Artikelsgewijze toelichting

 

Artikel 1

Deze beleidsregels zijn van toepassing op alle instellingen uit de wet Kinderopvang en peuterspeelzalen in de gemeente Wormerland. Hieronder vallen kindercentra (zoals dagopvang, buitenschoolse opvang, peuteropvang e.d.), gastouders en gastouderbureaus.

 

Artikel 2 

Een herstelsanctie is gericht op herstel van een overtreding en/of voorkoming van herhaling.

 

Artikel 3

De kwaliteitseisen waaraan bij of krachtens de Wet kinderopvang en kwaliteitseisen peuterspeelzalen voldaan moet worden staan in de wet- en regelgeving.
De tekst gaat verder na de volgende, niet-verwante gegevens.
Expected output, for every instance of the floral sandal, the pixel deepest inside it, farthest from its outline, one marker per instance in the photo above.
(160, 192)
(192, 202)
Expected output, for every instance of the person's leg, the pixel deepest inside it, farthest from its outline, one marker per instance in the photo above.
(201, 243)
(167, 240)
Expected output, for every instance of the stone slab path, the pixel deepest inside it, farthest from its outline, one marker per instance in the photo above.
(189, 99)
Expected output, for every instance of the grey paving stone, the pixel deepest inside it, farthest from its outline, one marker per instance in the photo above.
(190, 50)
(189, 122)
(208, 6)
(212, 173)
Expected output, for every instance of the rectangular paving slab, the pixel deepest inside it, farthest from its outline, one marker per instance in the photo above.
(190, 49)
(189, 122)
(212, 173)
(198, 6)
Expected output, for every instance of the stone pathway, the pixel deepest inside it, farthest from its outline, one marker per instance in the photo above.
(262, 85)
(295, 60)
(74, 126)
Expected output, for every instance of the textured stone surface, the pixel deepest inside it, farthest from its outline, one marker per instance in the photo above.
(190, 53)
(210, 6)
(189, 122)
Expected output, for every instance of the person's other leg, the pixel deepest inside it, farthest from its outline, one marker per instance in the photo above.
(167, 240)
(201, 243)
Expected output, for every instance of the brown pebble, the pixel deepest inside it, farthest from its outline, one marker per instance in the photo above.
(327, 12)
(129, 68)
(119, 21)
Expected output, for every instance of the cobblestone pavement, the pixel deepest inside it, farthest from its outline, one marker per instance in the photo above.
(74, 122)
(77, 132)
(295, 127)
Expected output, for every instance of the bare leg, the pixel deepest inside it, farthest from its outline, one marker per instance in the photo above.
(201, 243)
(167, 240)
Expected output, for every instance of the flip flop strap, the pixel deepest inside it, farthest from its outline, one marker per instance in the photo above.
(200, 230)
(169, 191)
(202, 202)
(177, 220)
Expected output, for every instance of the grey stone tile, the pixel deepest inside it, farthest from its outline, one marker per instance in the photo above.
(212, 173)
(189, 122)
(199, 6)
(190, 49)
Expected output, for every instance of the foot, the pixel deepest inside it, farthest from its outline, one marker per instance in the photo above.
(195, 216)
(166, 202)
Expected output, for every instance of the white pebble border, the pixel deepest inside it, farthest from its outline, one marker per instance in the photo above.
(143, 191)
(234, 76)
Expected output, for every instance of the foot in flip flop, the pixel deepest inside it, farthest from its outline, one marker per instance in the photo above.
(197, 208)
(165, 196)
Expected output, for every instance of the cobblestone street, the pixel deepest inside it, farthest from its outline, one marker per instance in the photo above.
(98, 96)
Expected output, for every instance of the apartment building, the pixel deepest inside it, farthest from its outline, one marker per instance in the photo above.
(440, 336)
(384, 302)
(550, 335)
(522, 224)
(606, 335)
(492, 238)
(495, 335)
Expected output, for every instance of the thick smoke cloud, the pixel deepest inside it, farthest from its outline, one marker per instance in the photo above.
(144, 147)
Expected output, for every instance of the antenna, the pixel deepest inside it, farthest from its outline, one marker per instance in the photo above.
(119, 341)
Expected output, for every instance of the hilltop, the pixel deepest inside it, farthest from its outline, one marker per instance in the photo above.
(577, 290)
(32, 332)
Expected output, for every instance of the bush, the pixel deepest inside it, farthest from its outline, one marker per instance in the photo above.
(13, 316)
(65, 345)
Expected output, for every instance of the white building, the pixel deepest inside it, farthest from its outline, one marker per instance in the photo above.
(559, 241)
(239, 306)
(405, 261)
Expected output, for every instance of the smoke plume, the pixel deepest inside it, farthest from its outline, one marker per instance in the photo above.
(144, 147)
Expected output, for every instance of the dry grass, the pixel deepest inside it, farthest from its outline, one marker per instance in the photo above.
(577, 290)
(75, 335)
Een opsomming van de kwaliteitseisen is terug te vinden in het door de toezichthouder opgemaakte inspectierapport per locatie.

 

Artikel 4

Voor een uitgebreide toelichting wordt verwezen naar de algemene toelichting op hoofdstuk 2.

 

Artikel 5

Indien een geregistreerde voorziening, te weten dagopvang, buitenschoolse opvang, gastouderbureau, voorziening voor gastouderopvang of peuterspeelzaal, niet meer voldoet aan de definitie hiervan in de Wet kinderopvang en kwaliteiteisen peuterspeelzalen, kan deze uit het register worden verwijderd. Indien herstel niet aan de orde is zal er in dit geval geen herstellend sanctie worden ingezet.

 

Artikel 6

Er kunnen zich situaties voordoen waardoor de stappen uit artikel 4 naar het oordeel van het college niet gerechtvaardigd zijn, gezien herhaling van de overtreding binnen twee jaar na een eerdere overtreding van dezelfde wettelijke norm. Het college kan dan besluiten een zwaardere sanctie op te leggen.

 

Artikel 7

Dit artikel heeft geen toelichting nodig.

 

Artikel 8

Dit artikel heeft geen toelichting nodig.